L’élaboration d’un programme commun, évolutif, mais permettant une mobilisation coordonnée, s’impose. Il existe dans presque chaque parlement national des partis, ou du moins des parlementaires, disposés à relayer ces propositions, donc à décupler leur visibilité, donc à hausser le niveau de pression politique sur les ministres et chefs de gouvernement et d’État participants.
La constitution de ce programme commun serait également un test de la réelle capacité des organisations de gauche et écologistes de surmonter leurs divergences stratégiques et tactiques, de constituer un réel mouvement international, de faire front commun pour utiliser à plein l’opportunité historique qui se présente.
Un dernier mot, en terminant, sur le Québec. Benoît Lévesque et Gilles L. Bourque ont raison de noter que le Québec, comme plusieurs pays nordiques, est prédisposé à plusieurs des changements esquissés ici.
« Le Québec est bien outillé pour s’engager dans une telle trajectoire. À l’exception notable d’une très grande partie du patronat qui reste enfermé dans une vision ultralibérale aveugle, les acteurs sociaux québécois sont bien positionnés pour soutenir un virage vers un modèle de développement plus durable.
Ces acteurs n’exigent pas une rupture totale avec l’économie libérale. Pour la plupart, ils sont déjà engagés, selon leur moyen, dans la mise en place de nouveaux dispositifs qui permettent d’insérer les marchés dans de nouveaux arrangements institutionnels :
la présence forte d’un mouvement syndical pluraliste et pragmatique, qui est devenu l’un des acteurs majeurs dans le mouvement de la finance responsable (tant au niveau des investissements directs en entreprise que des placements sur les marchés financiers);
un mouvement de l’économie sociale dont les deux grandes familles (coopérative et communautaire) rivalisent d’imagination pour innover et intervenir dans le développement de nouvelles activités et pour soutenir le développement territorial;
la force croissante du mouvement de la consommation responsable, qui parvient à construire des alliances larges multipartites sur des enjeux tels que l’énergie, le transport ou la souveraineté alimentaire.On voit ainsi se construire une nouvelle économie libérale, traversée par des espaces de transformation qui graduellement en solidifient le caractère démocratique et solidaire. »

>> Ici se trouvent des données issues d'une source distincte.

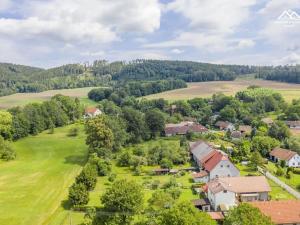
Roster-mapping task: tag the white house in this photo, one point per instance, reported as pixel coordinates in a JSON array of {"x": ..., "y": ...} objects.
[
  {"x": 92, "y": 112},
  {"x": 212, "y": 163},
  {"x": 292, "y": 159},
  {"x": 226, "y": 192},
  {"x": 293, "y": 124}
]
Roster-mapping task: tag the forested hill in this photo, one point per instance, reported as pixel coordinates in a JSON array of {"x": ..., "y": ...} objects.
[
  {"x": 185, "y": 70},
  {"x": 16, "y": 78},
  {"x": 289, "y": 74}
]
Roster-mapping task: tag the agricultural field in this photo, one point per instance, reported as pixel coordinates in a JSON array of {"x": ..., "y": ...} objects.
[
  {"x": 207, "y": 89},
  {"x": 20, "y": 99},
  {"x": 33, "y": 185}
]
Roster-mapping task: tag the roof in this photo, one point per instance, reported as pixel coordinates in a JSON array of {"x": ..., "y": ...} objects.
[
  {"x": 200, "y": 202},
  {"x": 223, "y": 124},
  {"x": 200, "y": 149},
  {"x": 91, "y": 110},
  {"x": 184, "y": 127},
  {"x": 267, "y": 120},
  {"x": 201, "y": 174},
  {"x": 210, "y": 164},
  {"x": 281, "y": 212},
  {"x": 294, "y": 123},
  {"x": 216, "y": 215},
  {"x": 245, "y": 128},
  {"x": 236, "y": 134},
  {"x": 249, "y": 184},
  {"x": 283, "y": 154}
]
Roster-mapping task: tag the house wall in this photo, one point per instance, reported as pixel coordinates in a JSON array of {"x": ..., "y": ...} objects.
[
  {"x": 225, "y": 198},
  {"x": 201, "y": 179},
  {"x": 224, "y": 169},
  {"x": 294, "y": 162}
]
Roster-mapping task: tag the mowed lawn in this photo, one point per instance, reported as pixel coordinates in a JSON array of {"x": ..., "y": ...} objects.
[
  {"x": 21, "y": 99},
  {"x": 33, "y": 186},
  {"x": 207, "y": 89}
]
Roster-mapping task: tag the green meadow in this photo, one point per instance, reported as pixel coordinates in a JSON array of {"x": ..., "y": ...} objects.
[{"x": 33, "y": 186}]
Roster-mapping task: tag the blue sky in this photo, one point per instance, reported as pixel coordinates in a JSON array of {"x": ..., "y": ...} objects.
[{"x": 48, "y": 33}]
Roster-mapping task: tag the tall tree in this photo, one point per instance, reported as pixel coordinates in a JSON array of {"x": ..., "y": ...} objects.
[
  {"x": 155, "y": 121},
  {"x": 184, "y": 213},
  {"x": 121, "y": 201},
  {"x": 5, "y": 124},
  {"x": 247, "y": 215}
]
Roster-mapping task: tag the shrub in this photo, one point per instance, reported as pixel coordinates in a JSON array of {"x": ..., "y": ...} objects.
[{"x": 73, "y": 132}]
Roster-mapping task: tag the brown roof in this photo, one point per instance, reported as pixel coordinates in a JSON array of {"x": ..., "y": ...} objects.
[
  {"x": 210, "y": 164},
  {"x": 295, "y": 123},
  {"x": 245, "y": 128},
  {"x": 251, "y": 184},
  {"x": 216, "y": 215},
  {"x": 282, "y": 154},
  {"x": 202, "y": 173},
  {"x": 267, "y": 120},
  {"x": 222, "y": 124},
  {"x": 236, "y": 134},
  {"x": 91, "y": 110},
  {"x": 200, "y": 202},
  {"x": 281, "y": 212}
]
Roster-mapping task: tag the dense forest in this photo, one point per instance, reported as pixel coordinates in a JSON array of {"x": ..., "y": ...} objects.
[
  {"x": 290, "y": 74},
  {"x": 17, "y": 78}
]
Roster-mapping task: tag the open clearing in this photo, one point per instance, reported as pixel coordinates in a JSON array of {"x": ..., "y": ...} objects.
[
  {"x": 207, "y": 89},
  {"x": 20, "y": 99},
  {"x": 33, "y": 186}
]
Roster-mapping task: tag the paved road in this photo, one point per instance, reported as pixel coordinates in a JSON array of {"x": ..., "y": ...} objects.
[{"x": 280, "y": 183}]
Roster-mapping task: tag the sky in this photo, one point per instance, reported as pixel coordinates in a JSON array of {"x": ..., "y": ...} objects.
[{"x": 48, "y": 33}]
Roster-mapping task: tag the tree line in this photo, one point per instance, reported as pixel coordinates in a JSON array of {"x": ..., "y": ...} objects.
[
  {"x": 18, "y": 78},
  {"x": 290, "y": 74},
  {"x": 136, "y": 89}
]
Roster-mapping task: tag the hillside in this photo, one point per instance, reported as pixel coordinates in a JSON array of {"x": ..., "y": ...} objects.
[{"x": 23, "y": 79}]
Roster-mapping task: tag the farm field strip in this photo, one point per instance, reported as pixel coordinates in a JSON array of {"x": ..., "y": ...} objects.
[{"x": 33, "y": 186}]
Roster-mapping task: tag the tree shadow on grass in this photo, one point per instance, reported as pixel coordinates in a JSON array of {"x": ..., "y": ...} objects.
[
  {"x": 76, "y": 159},
  {"x": 66, "y": 204}
]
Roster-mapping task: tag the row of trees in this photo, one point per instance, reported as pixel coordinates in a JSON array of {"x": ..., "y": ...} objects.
[
  {"x": 289, "y": 74},
  {"x": 136, "y": 89}
]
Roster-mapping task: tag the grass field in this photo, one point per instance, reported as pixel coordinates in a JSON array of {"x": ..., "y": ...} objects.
[
  {"x": 33, "y": 186},
  {"x": 207, "y": 89},
  {"x": 20, "y": 99}
]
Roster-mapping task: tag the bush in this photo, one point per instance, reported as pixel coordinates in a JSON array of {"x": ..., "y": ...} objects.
[
  {"x": 112, "y": 177},
  {"x": 73, "y": 132},
  {"x": 279, "y": 171},
  {"x": 155, "y": 184},
  {"x": 78, "y": 195}
]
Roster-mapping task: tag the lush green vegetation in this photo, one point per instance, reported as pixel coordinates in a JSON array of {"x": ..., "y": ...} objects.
[
  {"x": 289, "y": 74},
  {"x": 34, "y": 184}
]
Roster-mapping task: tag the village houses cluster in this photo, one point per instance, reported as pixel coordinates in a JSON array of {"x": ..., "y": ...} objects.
[{"x": 221, "y": 181}]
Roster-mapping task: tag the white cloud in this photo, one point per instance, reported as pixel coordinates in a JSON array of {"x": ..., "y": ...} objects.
[
  {"x": 74, "y": 20},
  {"x": 214, "y": 15},
  {"x": 291, "y": 59},
  {"x": 245, "y": 43},
  {"x": 177, "y": 51},
  {"x": 5, "y": 4}
]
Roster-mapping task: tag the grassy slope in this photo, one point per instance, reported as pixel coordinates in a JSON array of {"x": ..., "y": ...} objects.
[
  {"x": 33, "y": 186},
  {"x": 20, "y": 99},
  {"x": 207, "y": 89}
]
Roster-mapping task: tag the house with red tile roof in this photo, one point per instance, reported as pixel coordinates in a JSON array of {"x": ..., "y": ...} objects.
[
  {"x": 212, "y": 163},
  {"x": 282, "y": 212},
  {"x": 291, "y": 158},
  {"x": 226, "y": 192},
  {"x": 92, "y": 112},
  {"x": 183, "y": 128}
]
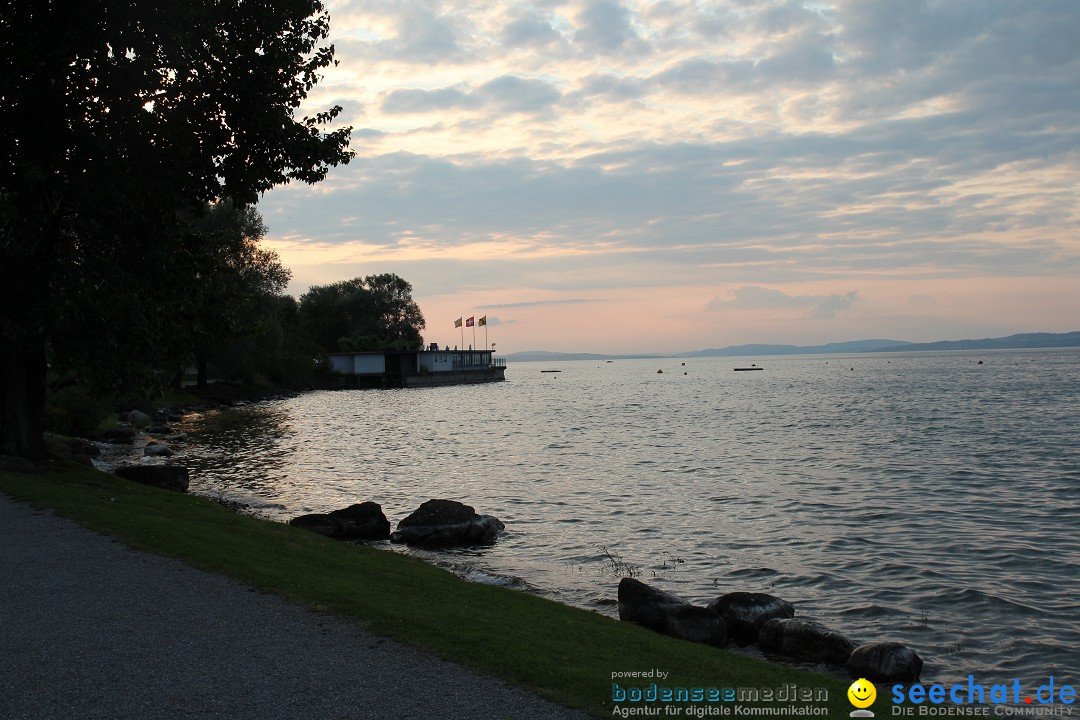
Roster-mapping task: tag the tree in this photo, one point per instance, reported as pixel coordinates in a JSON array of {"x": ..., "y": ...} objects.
[
  {"x": 119, "y": 121},
  {"x": 237, "y": 281},
  {"x": 364, "y": 313}
]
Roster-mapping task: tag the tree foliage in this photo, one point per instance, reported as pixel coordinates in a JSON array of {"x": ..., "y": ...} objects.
[
  {"x": 365, "y": 313},
  {"x": 120, "y": 121}
]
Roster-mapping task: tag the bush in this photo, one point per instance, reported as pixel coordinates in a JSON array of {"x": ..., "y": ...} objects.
[{"x": 75, "y": 411}]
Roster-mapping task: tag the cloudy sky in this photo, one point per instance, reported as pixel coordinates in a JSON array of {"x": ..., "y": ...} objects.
[{"x": 634, "y": 176}]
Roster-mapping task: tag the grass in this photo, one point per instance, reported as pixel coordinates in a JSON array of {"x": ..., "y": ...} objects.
[{"x": 563, "y": 653}]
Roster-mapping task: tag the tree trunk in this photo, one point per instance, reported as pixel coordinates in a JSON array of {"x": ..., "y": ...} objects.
[
  {"x": 23, "y": 397},
  {"x": 201, "y": 371}
]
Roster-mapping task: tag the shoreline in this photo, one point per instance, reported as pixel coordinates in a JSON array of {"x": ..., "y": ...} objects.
[{"x": 562, "y": 652}]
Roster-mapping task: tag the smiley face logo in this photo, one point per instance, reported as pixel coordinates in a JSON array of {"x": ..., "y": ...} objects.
[{"x": 862, "y": 693}]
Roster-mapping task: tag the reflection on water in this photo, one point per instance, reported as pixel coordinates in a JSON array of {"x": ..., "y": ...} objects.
[{"x": 921, "y": 498}]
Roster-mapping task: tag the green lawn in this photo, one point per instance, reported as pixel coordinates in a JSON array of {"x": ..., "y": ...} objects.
[{"x": 563, "y": 653}]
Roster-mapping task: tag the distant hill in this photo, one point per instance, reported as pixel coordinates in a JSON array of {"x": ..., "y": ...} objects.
[
  {"x": 1026, "y": 340},
  {"x": 852, "y": 347},
  {"x": 544, "y": 356}
]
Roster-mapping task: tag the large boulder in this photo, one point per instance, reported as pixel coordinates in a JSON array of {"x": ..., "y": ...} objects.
[
  {"x": 16, "y": 464},
  {"x": 697, "y": 624},
  {"x": 744, "y": 613},
  {"x": 669, "y": 613},
  {"x": 170, "y": 477},
  {"x": 321, "y": 522},
  {"x": 139, "y": 419},
  {"x": 118, "y": 435},
  {"x": 885, "y": 662},
  {"x": 445, "y": 522},
  {"x": 359, "y": 521},
  {"x": 805, "y": 639},
  {"x": 646, "y": 605},
  {"x": 362, "y": 521},
  {"x": 157, "y": 450}
]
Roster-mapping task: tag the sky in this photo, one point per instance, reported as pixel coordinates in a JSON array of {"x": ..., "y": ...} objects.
[{"x": 619, "y": 176}]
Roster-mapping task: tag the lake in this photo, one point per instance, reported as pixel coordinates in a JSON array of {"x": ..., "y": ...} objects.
[{"x": 923, "y": 498}]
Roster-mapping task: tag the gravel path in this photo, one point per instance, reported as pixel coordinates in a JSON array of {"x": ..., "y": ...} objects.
[{"x": 91, "y": 628}]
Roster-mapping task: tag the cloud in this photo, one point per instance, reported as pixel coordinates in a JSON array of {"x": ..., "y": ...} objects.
[
  {"x": 752, "y": 297},
  {"x": 834, "y": 304},
  {"x": 528, "y": 31},
  {"x": 410, "y": 99},
  {"x": 758, "y": 298},
  {"x": 611, "y": 145}
]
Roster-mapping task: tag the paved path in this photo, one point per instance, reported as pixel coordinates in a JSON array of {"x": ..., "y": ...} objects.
[{"x": 91, "y": 628}]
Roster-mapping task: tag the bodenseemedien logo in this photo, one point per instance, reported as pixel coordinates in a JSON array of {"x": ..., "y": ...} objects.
[
  {"x": 862, "y": 693},
  {"x": 972, "y": 697}
]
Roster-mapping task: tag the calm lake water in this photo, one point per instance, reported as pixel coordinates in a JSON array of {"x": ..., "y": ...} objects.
[{"x": 921, "y": 498}]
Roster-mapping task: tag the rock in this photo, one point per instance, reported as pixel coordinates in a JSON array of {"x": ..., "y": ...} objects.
[
  {"x": 118, "y": 436},
  {"x": 170, "y": 477},
  {"x": 744, "y": 613},
  {"x": 16, "y": 464},
  {"x": 138, "y": 418},
  {"x": 157, "y": 450},
  {"x": 697, "y": 624},
  {"x": 443, "y": 522},
  {"x": 324, "y": 525},
  {"x": 667, "y": 613},
  {"x": 805, "y": 639},
  {"x": 646, "y": 606},
  {"x": 885, "y": 662},
  {"x": 362, "y": 521}
]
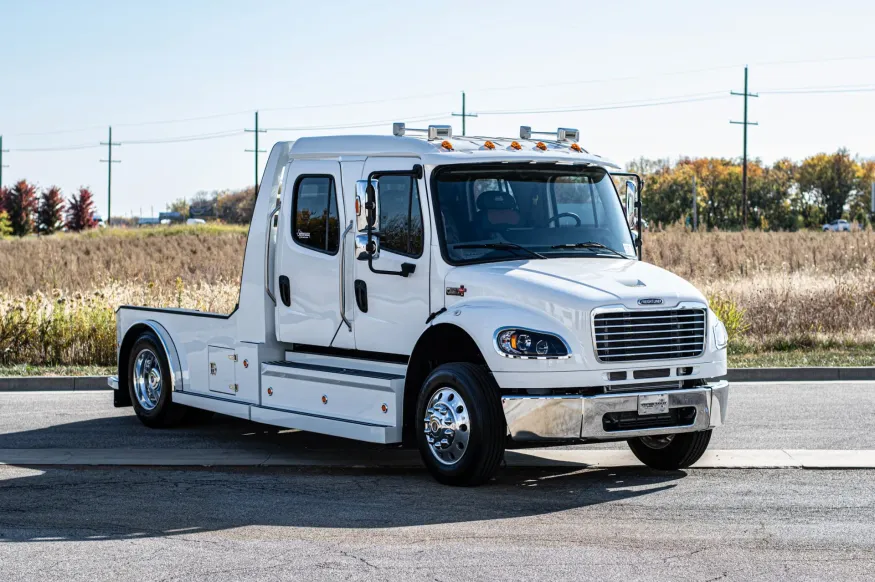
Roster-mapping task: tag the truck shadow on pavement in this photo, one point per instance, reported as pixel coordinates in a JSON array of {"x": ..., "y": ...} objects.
[{"x": 55, "y": 503}]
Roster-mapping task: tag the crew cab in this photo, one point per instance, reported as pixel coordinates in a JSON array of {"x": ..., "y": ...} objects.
[{"x": 463, "y": 294}]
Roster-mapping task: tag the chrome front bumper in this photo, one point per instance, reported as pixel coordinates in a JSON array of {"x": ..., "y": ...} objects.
[{"x": 533, "y": 418}]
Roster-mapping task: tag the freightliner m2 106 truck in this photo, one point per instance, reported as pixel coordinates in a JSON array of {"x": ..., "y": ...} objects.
[{"x": 463, "y": 294}]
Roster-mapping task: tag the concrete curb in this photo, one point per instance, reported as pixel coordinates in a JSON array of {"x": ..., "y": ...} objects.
[
  {"x": 800, "y": 374},
  {"x": 74, "y": 383},
  {"x": 52, "y": 383}
]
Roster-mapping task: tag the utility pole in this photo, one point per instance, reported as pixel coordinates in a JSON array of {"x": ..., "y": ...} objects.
[
  {"x": 109, "y": 162},
  {"x": 1, "y": 161},
  {"x": 744, "y": 123},
  {"x": 256, "y": 131},
  {"x": 464, "y": 114}
]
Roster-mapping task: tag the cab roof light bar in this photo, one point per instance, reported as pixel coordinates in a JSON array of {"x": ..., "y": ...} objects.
[
  {"x": 562, "y": 134},
  {"x": 434, "y": 132}
]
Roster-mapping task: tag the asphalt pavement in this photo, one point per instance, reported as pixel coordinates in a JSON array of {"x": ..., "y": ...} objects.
[{"x": 557, "y": 523}]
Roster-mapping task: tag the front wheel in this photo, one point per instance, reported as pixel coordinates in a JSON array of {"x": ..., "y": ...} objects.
[
  {"x": 460, "y": 424},
  {"x": 670, "y": 452}
]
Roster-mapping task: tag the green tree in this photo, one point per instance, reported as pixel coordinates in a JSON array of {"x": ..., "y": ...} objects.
[
  {"x": 50, "y": 217},
  {"x": 829, "y": 181},
  {"x": 20, "y": 204},
  {"x": 80, "y": 211}
]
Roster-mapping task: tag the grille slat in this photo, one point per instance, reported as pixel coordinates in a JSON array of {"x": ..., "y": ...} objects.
[{"x": 649, "y": 335}]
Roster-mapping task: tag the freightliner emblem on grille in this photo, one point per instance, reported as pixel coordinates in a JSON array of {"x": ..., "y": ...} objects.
[{"x": 650, "y": 301}]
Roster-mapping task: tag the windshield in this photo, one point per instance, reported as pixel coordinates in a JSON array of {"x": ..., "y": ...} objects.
[{"x": 512, "y": 211}]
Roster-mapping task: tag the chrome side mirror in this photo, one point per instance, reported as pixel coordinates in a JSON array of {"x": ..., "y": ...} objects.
[
  {"x": 362, "y": 198},
  {"x": 631, "y": 198},
  {"x": 362, "y": 251}
]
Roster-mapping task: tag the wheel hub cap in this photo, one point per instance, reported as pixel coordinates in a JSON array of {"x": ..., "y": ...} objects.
[
  {"x": 447, "y": 426},
  {"x": 147, "y": 379}
]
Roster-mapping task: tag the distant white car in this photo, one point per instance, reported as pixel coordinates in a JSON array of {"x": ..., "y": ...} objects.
[{"x": 838, "y": 226}]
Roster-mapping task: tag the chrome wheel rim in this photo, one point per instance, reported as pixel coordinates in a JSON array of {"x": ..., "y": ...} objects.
[
  {"x": 147, "y": 379},
  {"x": 658, "y": 442},
  {"x": 447, "y": 426}
]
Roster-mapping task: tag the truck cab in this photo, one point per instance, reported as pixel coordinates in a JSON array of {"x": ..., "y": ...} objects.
[{"x": 459, "y": 294}]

Le rôle que des Québécois peuvent jouer dans la constitution de ce Front commun peut également être significatif, eux qui occupent une place importante dans les réseaux internationaux de l’économie sociale, dans les réseaux altermondialistes et ceux de la diversité culturelle.
Le dernier mot devrait revenir à celui qui a donné, pendant les années 30, l’architecture théorique de la précédente grande tentative de civiliser le capitalisme. Tentative réussie sur le plan strictement économique, faut-il le rappeler, du moins en Occident et jusqu’à l’arrivée des néolibéraux. John Maynard Keynes se demandait il y a trois quart de siècle si serions un jour
« prêts à quitter l’état de laisser-faire du dix-neuvième siècle pour entrer dans une époque de socialisme libéral, c’est-à-dire un système nous permettant d’agir en tant que communauté organisée avec des buts communs, et disposés à promouvoir la justice sociale et économique tout en respectant et protégeant l’individu.»
Tout était dit, déjà. Tout reste à faire, encore.